September 2019, 178 pages

Available material: English sample

A quiet spot in the forest where cruelties transpire

Inidividual stories of little men in the maelstrom of great historical events, set against the backdrop of historical turning points and societal transformations from the Thirty Years’ War to the 1990s. History disrupts the protagonists’ lives in fundamental, sometimes fatal ways, whether by their own determination, or by unfortunate circumstance. When one’s very existence is at risk, least relevant are the original intentions of those who set the wheels of history in motion. Children get caught in a war with the Swedes; a small village farmer is threatened by the Red Army; vigilantes hunt down a prominent politician– and more. Their lives are all connected by a pond named Jakub.
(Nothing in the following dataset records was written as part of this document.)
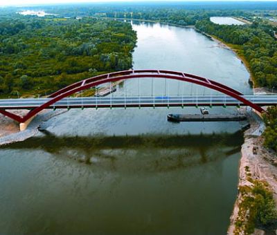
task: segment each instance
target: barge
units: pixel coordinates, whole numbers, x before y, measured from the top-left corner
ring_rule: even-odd
[[[238,122],[247,120],[242,114],[168,114],[169,122]]]

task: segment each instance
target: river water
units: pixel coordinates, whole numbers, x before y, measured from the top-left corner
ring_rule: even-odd
[[[246,68],[217,42],[193,28],[133,28],[134,68],[194,73],[251,93]],[[164,82],[153,81],[154,95],[211,93]],[[137,94],[138,84],[141,95],[152,92],[151,79],[134,79],[112,95]],[[0,232],[225,234],[237,194],[242,124],[167,122],[167,114],[184,112],[199,111],[72,110],[44,123],[44,133],[1,147]]]

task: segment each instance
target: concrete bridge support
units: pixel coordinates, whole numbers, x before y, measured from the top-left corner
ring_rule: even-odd
[[[28,120],[26,120],[26,122],[21,122],[21,123],[19,124],[19,129],[20,129],[20,131],[25,131],[25,130],[27,129],[28,125],[30,124],[30,122],[32,122],[32,120],[35,118],[35,116],[33,116],[33,117],[30,118],[29,118]]]

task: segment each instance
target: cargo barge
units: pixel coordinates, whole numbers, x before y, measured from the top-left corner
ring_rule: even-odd
[[[168,114],[169,122],[238,122],[246,120],[241,114]]]

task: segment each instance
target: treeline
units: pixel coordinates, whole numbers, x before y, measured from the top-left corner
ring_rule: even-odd
[[[150,8],[141,9],[141,10],[134,9],[134,10],[129,12],[109,10],[107,12],[98,13],[96,15],[109,18],[150,20],[186,26],[195,25],[197,21],[208,20],[213,16],[244,16],[244,17],[250,17],[252,14],[242,10],[188,10],[175,8]]]
[[[0,18],[0,95],[44,95],[132,67],[129,24],[84,18]]]
[[[272,26],[262,21],[251,25],[219,25],[209,20],[199,21],[195,27],[224,41],[238,46],[259,86],[277,86],[277,44]]]

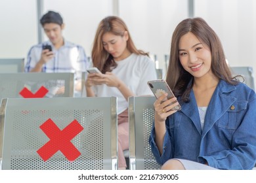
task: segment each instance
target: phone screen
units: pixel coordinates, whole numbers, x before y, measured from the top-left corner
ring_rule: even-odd
[[[43,45],[43,50],[49,50],[50,52],[53,51],[52,46],[51,45]]]
[[[175,97],[169,85],[164,80],[161,79],[148,81],[148,85],[157,99],[158,99],[158,97],[160,97],[163,93],[167,93],[167,97],[163,99],[162,103]],[[174,107],[173,110],[180,110],[181,108],[181,106],[179,105]]]

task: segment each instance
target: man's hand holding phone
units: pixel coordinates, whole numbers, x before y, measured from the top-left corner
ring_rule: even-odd
[[[51,45],[43,45],[42,54],[41,55],[40,62],[45,64],[51,60],[54,56],[53,48]]]

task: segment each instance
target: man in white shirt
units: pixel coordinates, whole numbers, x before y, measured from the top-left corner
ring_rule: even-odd
[[[59,13],[49,11],[42,16],[40,23],[49,41],[30,48],[25,72],[75,73],[75,91],[80,91],[81,73],[85,72],[89,65],[84,49],[64,40],[64,24]],[[48,47],[43,49],[45,45]],[[56,92],[63,93],[64,88]]]

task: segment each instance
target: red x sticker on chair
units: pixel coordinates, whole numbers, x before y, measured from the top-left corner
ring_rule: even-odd
[[[58,150],[70,161],[75,160],[81,155],[80,152],[70,142],[83,129],[76,120],[72,122],[62,131],[51,118],[44,122],[40,128],[50,139],[49,141],[37,151],[45,161]]]
[[[48,92],[48,90],[43,86],[41,86],[35,93],[33,93],[27,88],[24,87],[24,88],[20,91],[20,94],[24,98],[43,98]]]

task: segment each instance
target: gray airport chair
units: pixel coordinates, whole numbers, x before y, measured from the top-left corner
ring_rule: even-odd
[[[3,99],[0,109],[2,169],[117,169],[116,103],[116,97]],[[44,154],[37,153],[54,139],[47,137],[49,134],[40,128],[49,119],[63,131],[74,120],[82,126],[83,129],[70,141],[81,153],[76,159],[69,161],[58,150],[45,161],[41,155]],[[54,128],[50,129],[53,135],[58,133]],[[66,133],[74,130],[73,127]],[[66,147],[66,141],[64,142]],[[44,149],[46,152],[51,150]]]
[[[23,73],[24,58],[1,58],[0,73]]]
[[[35,93],[43,86],[48,90],[45,97],[73,97],[74,73],[0,73],[0,100],[2,98],[22,98],[20,92],[26,87]],[[64,86],[64,92],[56,94]]]
[[[255,90],[254,73],[251,67],[230,67],[233,75],[240,75],[244,78],[244,83],[249,88]],[[241,80],[242,82],[242,80]]]
[[[148,143],[154,121],[155,97],[129,97],[129,167],[131,170],[160,169]]]

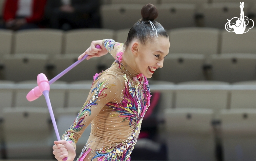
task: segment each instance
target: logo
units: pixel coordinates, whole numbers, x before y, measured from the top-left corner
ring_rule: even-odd
[[[230,20],[227,19],[228,21],[225,25],[225,29],[226,30],[230,32],[234,32],[236,34],[243,34],[244,33],[246,33],[253,27],[254,26],[254,22],[251,19],[248,18],[248,17],[245,16],[244,13],[244,4],[245,3],[243,2],[242,3],[240,2],[240,9],[241,12],[240,13],[240,18],[234,17],[232,18]],[[230,22],[231,21],[234,19],[236,21],[235,24],[234,23]],[[246,26],[249,24],[249,21],[251,21],[252,22],[252,26],[246,32],[245,32],[245,30]],[[229,31],[229,30],[232,30],[232,29],[234,29],[233,31]]]

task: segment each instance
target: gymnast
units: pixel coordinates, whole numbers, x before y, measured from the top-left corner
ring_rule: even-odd
[[[130,160],[150,105],[147,79],[163,67],[170,47],[166,31],[154,20],[158,14],[156,8],[148,4],[141,14],[142,18],[132,26],[124,44],[109,39],[93,41],[79,57],[88,54],[88,60],[109,52],[115,60],[94,77],[90,92],[74,123],[61,140],[54,141],[53,153],[58,160],[74,160],[76,143],[90,124],[89,137],[77,161]]]

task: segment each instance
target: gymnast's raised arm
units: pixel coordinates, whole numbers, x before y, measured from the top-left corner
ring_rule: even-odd
[[[96,45],[100,46],[100,49],[96,48]],[[111,39],[96,40],[92,42],[91,45],[86,51],[78,57],[78,60],[81,60],[86,54],[89,56],[86,58],[87,60],[94,57],[100,57],[105,55],[109,52],[114,58],[117,53],[123,50],[122,47],[123,44],[116,42]]]

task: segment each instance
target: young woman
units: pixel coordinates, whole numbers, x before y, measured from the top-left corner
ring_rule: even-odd
[[[55,141],[55,157],[73,161],[75,144],[91,124],[89,138],[78,161],[130,160],[143,117],[149,106],[147,78],[163,66],[170,46],[169,37],[151,4],[141,9],[142,18],[132,27],[124,44],[111,39],[93,41],[78,58],[87,59],[109,52],[116,58],[111,66],[94,77],[91,92],[73,124]],[[101,49],[95,47],[97,45]]]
Michal Vrba is very skilful at building up the atmosphere of his short stories. His greatest strength is probably his ability to incorporate his narration with the historical time in which his stories take place. The author employs historical milestones plausibly portrayed by plot and characters who are always in the foreground.

– ČT ART

The collection is elaborate and consistently built up, delivering surprising points and a strong overall impression.

– jeduvknize.cz

Download English sample

From the sample translation

“He listened to the sounds outside. He hadn’t gotten used to all those new murmurs, the wind searching the ruin for flappy unstuck bits and making them speak, he wasn’t accustomed to the splashes of water hitting the collapsed torso of the mill wheel. Even the stream itself had a different speed now, as it was running into new obstacles, its sound had changed, too. He wasn’t used to the stifling smells filling his nose – the sharp reek of the burnt-out area, the stench of mud and dead, rotting fish over there by the wrecked sluice gate, at the deepest spot of the drained pond.”